DevTag is a tool that recognizes information about IoT devices, including a rule-based approach and a model-based approach.

The input is the remote host's banner in the application-layer protocol, and the output is the tag of the remote host. The Tag format is the <device_type, vendor, product_info>.

And here is Devtag web link.

The Rule-based Approach

As far, we use three popular sources (listed by Table 1) to generate rules of IoT devices, including NMAP, ZTAG, and ARE.

Source Original Format How the rules are stored Protocol
NMAP Regex-> Device Tag File FTP, HTTP, RTSP, Telnet
ZTAG String/Regex-> Device Tag Script FTP, HTTP, Telnet
ARE String -> Device Tag File FTP, HTTP, RTSP, Telnet

Note that those rules use different formats and name conventions for IoT devices.

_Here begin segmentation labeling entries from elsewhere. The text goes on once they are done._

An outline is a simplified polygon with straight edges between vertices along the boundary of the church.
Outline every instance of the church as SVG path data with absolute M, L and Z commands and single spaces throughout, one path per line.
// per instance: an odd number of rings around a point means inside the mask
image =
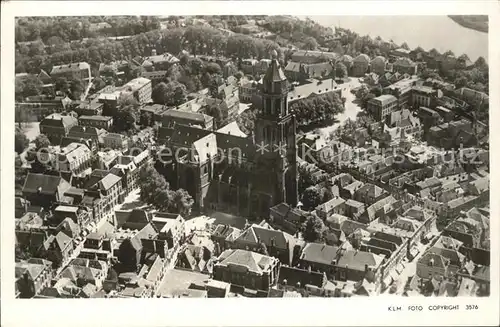
M 297 123 L 288 91 L 273 51 L 253 133 L 242 135 L 236 123 L 217 131 L 162 127 L 158 139 L 168 151 L 159 151 L 156 168 L 171 188 L 189 192 L 196 211 L 256 218 L 267 217 L 270 207 L 282 202 L 297 205 Z

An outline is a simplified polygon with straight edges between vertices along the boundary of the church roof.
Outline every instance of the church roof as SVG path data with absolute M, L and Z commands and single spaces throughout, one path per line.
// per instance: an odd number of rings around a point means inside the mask
M 273 59 L 271 65 L 267 69 L 266 74 L 264 75 L 264 81 L 267 82 L 281 82 L 286 80 L 285 74 L 281 69 L 281 66 L 278 60 Z

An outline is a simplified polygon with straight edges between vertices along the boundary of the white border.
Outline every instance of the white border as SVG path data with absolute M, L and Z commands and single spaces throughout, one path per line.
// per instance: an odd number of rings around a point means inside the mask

To integrate consistent rules, we revise name conventions for all IoT rules and use a unified format to represent them.

<String/Regex>  -> <device_type, vendor, product_info>

If a banner of host is matched with <String/Regex> of rule, DevTag provides a tag to this host.

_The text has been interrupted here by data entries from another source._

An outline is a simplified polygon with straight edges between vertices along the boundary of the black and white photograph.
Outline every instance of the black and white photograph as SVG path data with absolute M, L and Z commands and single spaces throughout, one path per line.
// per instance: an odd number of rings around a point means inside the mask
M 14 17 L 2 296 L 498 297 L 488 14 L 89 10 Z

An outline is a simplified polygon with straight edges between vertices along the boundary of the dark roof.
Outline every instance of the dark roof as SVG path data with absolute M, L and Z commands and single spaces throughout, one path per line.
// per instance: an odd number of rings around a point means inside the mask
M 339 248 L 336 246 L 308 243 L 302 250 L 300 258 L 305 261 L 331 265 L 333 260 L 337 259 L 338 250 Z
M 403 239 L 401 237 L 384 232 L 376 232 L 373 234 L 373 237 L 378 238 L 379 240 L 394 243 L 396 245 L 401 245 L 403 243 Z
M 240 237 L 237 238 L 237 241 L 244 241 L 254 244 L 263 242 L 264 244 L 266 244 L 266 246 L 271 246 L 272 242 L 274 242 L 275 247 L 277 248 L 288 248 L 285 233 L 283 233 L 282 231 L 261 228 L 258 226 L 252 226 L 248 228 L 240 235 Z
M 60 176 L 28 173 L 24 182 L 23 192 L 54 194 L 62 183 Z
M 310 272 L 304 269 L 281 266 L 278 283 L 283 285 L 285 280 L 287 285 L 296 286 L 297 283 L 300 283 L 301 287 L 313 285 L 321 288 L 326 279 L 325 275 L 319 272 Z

The rule-based approach: Usage

python __main__.py -p <protocol> -f <filename> -T <all/part> -dType <device type> -ven <vendor name>
Parameter Help
protocol FTP, HTTP, RTSP, Telnet
filename JSON file (banners of hosts)
all/part indicates what rules to use
device type uses rules belong to this type
vendor name uses rules belong to this vendor

The Model-based Approach

Requirements

The tool is implemented in Python 3. To install needed packages use:

pip3 install -r requirements.txt

Model

This part provides the following models:

TextCNN, TextRNN, TextRCNN, TextRNN_Att, DPCNN.

Training

If retraining on the original data set in this project, you only need to execute:

python run.py --type train --model <model name> --embedding <random/ pre_trained>

If the data set is updated, you need to perform the following steps: first extract the pre-trained word vector, and then select the model for training.

python utils.py
python run.py --type train --model <model name> --embedding <random/ pre_trained>

In addition, we provide a method for training word vectors based on train.txt:

python get_wordvector.py

Test

python run.py --type test --model <model name> --file <path name>

The path name is the file path of your test data.